Background and Context

EVs are the fastest growing segment in the mobility sector. The European Union’s (EU) Fit for 55 package introduces emissions reduction targets for vehicles, and EVs are being increasingly considered a vital technology for meeting these targets. However, despite the benefits, the life cycle of EV batteries can result in harmful emissions and environmental risks, in particular depletion of local resources due to mining metals to produce the batteries, and a significant risk of fires and explosions associated with the use and recycling of batteries.

The development and production of EV batteries within Europe are considered a strategic necessity in the context of the clean energy transition and a contributing factor to the ongoing competitiveness of Europe’s automotive sector. At EU-level, the regulatory landscape surrounding EV batteries is primarily shaped by four key policies, The Batteries Directive, The Batteries Regulations, the Waste Frame Directive (WFD) and the Industrial Emissions Directive (IED).

Nordic countries adhere to EU regulation related to the handling of hazardous products, and all in-scope facilities are required to obtain permits that set conditions for their operation in line with the IED’s requirements. Specified environmental considerations for permitting apply at each stage of the EV battery value chain and consist of managing the risk of fire and explosion and chemical leaks with adequate labelling and handling. While these obligations are largely common across the Nordics, requirements can differ subtly between Nordic countries and, in some instances, between regional authorities.

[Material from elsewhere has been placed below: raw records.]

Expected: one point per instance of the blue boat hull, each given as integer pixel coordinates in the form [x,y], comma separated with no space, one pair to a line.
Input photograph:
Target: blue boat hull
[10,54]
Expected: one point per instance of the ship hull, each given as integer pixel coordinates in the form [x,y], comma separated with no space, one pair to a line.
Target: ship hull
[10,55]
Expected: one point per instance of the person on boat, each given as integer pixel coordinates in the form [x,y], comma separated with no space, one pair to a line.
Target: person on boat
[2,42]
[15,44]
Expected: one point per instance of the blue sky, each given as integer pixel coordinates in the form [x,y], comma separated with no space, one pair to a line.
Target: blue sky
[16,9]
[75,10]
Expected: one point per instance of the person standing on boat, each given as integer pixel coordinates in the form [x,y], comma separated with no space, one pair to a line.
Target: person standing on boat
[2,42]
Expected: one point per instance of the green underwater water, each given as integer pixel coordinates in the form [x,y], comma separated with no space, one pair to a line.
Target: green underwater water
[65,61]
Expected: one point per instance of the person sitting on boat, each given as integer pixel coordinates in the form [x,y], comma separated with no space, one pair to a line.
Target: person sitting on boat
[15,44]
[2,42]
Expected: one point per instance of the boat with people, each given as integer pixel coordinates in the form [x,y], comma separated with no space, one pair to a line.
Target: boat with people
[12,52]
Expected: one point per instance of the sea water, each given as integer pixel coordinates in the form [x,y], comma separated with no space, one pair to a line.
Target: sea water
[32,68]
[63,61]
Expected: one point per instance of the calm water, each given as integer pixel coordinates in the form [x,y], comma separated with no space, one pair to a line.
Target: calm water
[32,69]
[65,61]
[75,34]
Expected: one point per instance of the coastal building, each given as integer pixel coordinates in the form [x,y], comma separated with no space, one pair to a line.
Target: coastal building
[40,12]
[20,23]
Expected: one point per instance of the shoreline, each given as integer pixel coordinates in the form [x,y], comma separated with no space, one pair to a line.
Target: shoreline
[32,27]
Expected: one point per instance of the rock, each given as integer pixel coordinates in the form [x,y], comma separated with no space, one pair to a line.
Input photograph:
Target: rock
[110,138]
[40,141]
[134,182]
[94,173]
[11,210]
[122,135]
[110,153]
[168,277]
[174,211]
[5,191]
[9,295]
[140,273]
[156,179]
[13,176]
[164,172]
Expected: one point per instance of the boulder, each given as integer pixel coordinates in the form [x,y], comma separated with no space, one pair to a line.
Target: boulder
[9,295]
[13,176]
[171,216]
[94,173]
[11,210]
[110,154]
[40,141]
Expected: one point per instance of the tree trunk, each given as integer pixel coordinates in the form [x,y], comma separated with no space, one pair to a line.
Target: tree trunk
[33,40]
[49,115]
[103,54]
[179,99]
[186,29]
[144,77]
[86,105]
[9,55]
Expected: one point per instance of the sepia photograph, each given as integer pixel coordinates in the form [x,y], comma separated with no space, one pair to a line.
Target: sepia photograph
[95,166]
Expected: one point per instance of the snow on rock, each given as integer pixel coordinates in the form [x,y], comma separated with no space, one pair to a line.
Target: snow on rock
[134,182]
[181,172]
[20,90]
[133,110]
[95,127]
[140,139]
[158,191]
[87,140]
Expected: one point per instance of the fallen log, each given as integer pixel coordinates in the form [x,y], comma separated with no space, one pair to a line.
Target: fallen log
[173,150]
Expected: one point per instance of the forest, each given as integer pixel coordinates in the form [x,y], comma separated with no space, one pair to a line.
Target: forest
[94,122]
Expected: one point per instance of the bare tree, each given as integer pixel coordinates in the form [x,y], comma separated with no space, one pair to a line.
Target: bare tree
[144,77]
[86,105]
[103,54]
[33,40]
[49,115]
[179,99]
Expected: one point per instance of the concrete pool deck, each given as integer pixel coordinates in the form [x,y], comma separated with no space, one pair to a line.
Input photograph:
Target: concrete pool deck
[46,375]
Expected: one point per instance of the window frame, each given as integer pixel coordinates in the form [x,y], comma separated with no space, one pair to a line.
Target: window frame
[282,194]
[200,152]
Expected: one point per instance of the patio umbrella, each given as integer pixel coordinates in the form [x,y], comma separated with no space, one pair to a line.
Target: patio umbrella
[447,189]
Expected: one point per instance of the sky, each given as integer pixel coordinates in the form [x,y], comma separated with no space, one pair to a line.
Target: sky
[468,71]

The EV Battery Value Chain

For the purposes of this study, the value chain has been divided into six primary stages. In most instances, these stages feature multiple sub-stages, each requiring specific technologies. The six primary stages are manufacture, distribution, transport, screening, remanufacturing and recycling. The stages not included within the scope of this study are mining of metal ores, refining of raw materials, precursor material production, cathode active material (CAM) production, EV manufacture and use.

The value chain for EV batteries is international and features numerous actors. Throughout the Nordics, local, regional and national authorities regulate activities within mobility, industry, energy and environment. Government funded investments such as Enova, MISTRA and NFR are also key enablers in the EV battery value chain.

Manufacture

The manufacturing stage of the EV battery value chain is highly energy intensive, accounting for around 40–60% of the total emissions associated with the production of an EV. Most EV batteries are lithium-ion, due to their high battery capacity and high energy density compared to other chemistries. However, they carry environmental and resource risks due to the presence of lithium and other metals (e.g., nickel).

Sodium-ion technologies are viewed as a potential alternative to lithium-ion batteries and are currently the only viable chemistry that does not contain lithium. However, improvement in their energy density and cycle life are essential if they are to become commercially competitive with lithium-ion batteries. Other innovative processes are being introduced to reduce emissions and energy use during manufacturing, including dry electrode coating and electron beam welding.

Distribution

The volatile nature of lithium-ion batteries makes them subject to a significant amount of regulation and mandatory safety measures that must be implemented during distribution from battery manufacturing facilities to automotive manufacturers. Guidelines relevant to the transport of lithium-ion batteries include maintaining a minimum charge to mitigate fire risks; packaging protection against various potential risks such as damage, compression, vibration and movement; and labelling that bears the lithium battery warning mark to warn of potential hazards.

Safe transportation of EV batteries relies on implementing rigorous safety protocols, investing in research and development of more environmentally friendly battery technologies, promoting recycling and proper disposal methods and developing local circular value chains. The last of which will be critical for achieving the Nordics’ goal of establishing a closed-loop European battery network.

Collection and Transport

Decommissioned EV lithium-ion batteries are classified as category 9 hazardous materials due to their unstable thermal and electrical properties and the risk of thermal runaway if wrongly handled. Several safety regulations must therefore be observed to securely transport lithium-ion batteries to recycling facilities, including appropriate packaging.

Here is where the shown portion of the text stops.